A partir dessa percepção foram montadas na UFU duas bancas, com três pessoas cada uma (um técnico, um professor e um aluno) – todos estudiosos e envolvidos em movimentos étnicos e raciais. O candidato tinha que responder a uma única pergunta: “Você já sofreu algum tipo de preconceito racial?”.
Após o primeiro resultado da triagem, não foi possível preencher as vagas reservadas a pardos, negros e indígenas. Por isso, foi preciso uma segunda chamada com o restante das pessoas que se autodeclararam e que tinham condição de ingressar na universidade para passar pela avaliação da comissão, de acordo com Xavier, que após o processo diz ter sido exonerado do posto. “A Lei de Cotas é de 2012. Em cinco anos, nunca fizemos qualquer tipo de verificação. Posso dar garantia de que isso ocorre em todas as universidades federais. A lei não diz como o gestor deve proceder. Por exemplo, o que é pardo? Qual é o critério para determinar que uma pessoa é parda? Se não houver comissão que valide ou não as autodeclarações enquanto a lei estiver em vigor, ela será uma fraude.”
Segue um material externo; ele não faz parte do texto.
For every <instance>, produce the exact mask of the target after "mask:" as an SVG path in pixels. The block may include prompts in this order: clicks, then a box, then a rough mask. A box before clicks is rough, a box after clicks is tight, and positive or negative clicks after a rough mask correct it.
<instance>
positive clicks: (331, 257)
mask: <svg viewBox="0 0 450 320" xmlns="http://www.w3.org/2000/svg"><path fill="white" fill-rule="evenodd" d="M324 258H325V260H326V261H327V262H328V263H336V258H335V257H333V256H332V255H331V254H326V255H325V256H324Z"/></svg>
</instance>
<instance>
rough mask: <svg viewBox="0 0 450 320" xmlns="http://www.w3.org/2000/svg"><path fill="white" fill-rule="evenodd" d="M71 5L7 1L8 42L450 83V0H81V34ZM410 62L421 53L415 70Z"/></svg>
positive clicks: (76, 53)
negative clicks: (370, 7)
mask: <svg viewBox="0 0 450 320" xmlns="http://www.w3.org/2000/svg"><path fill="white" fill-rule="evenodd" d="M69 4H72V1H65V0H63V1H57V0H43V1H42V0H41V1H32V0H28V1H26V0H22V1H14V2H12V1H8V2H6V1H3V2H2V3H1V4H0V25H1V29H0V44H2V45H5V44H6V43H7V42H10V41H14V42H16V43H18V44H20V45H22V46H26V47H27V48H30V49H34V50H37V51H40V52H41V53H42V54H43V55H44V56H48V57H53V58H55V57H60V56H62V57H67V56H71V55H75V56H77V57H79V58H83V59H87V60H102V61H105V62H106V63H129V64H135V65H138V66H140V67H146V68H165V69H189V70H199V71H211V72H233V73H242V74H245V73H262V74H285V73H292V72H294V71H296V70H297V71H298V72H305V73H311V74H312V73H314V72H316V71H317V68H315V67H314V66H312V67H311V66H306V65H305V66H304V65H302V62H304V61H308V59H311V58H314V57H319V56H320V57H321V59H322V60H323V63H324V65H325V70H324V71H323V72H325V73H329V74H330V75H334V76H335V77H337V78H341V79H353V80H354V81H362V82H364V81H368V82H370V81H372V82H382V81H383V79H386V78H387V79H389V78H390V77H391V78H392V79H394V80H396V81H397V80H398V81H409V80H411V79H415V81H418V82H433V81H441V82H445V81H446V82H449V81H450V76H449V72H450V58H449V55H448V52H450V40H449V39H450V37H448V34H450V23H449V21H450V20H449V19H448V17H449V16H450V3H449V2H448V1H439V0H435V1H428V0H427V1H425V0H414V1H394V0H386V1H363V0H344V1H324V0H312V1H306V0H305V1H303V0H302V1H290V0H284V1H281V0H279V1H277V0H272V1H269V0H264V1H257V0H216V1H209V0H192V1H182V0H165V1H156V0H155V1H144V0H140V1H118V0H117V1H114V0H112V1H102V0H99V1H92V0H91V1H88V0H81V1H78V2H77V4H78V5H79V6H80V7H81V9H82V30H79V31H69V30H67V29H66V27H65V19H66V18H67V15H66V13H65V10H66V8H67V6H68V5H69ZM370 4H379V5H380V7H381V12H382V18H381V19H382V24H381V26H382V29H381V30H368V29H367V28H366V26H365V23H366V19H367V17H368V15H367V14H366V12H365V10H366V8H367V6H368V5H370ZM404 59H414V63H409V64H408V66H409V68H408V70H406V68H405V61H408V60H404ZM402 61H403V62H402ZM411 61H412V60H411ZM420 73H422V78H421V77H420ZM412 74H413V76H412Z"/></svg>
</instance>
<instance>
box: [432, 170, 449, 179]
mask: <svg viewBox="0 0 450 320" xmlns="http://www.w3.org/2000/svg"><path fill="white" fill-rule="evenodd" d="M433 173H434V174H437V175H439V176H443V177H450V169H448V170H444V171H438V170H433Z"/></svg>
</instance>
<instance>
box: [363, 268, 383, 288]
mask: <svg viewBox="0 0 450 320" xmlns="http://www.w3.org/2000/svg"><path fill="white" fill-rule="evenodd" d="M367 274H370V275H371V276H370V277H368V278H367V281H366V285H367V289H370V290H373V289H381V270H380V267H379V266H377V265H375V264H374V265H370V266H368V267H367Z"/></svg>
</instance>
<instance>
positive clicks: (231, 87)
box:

Pesquisadora do programa Ações Afirmativas na Universidade Federal de Minas Gerais UFMG, militante negra e professora na educação básica da rede municipal de Belo Horizonte, Aline Neves Alves afirma que as políticas temporárias, de ações afirmativas, têm o caráter de corrigir desigualdades históricas. “Algo reconhecido em diferentes esferas do Estado e fruto de reivindicações dos movimentos sociais negros do país. A entrada de cotistas, autodeclarados negros e negras, está em curso há alguns anos e já existem experiências e pesquisas a respeito que precisam ser compartilhadas e aprimoradas”, afima.
Entrevista
Armindo Quillici Neto, pró-reitor de Graduação da UFU
‘‘Ninguém foi coagido’’
Considerando que a lei fala somente em autodeclaração para o acesso às cotas, sem exigir ou formular mecanismos de comprovação, a desclassificação de estudantes após avaliação de uma comissão não pode ter a legalidade questionada?
Não é ilegal. As entrevistas tiveram acompanhamento do Ministério Público Federal, que já as reivindicava da UFU.
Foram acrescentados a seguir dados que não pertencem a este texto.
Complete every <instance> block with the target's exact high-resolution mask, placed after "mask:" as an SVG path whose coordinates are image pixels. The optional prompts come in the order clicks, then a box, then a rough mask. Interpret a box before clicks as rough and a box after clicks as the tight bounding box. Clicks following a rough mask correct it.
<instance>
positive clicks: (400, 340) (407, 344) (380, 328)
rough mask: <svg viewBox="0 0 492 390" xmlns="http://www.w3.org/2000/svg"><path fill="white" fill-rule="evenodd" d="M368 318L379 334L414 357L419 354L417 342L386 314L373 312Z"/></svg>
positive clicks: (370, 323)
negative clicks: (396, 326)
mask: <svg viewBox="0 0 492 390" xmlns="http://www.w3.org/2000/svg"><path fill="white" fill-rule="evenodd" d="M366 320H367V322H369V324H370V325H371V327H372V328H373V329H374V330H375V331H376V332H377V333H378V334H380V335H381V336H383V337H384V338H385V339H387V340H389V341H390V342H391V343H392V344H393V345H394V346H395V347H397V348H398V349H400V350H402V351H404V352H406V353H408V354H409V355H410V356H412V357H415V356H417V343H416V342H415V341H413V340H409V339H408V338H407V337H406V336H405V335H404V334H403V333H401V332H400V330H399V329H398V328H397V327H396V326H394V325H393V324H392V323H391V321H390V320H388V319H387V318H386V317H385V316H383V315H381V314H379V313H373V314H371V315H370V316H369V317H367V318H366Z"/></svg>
Foram chamados outros alunos para ocupar essas vagas ou elas estão ociosas?
Houve uma mudança de vagas entre as modalidades, especialmente de outras modalidades para as cotas.
A comissão teve o aval da Reitoria?
Sim, teve autorização.
A universidade pensa em reverter essas situações e confirmar a matrícula desses alunos?
Não, o assunto já está encerrado e as pessoas que não ficaram satisfeitas devem recorrer judicialmente.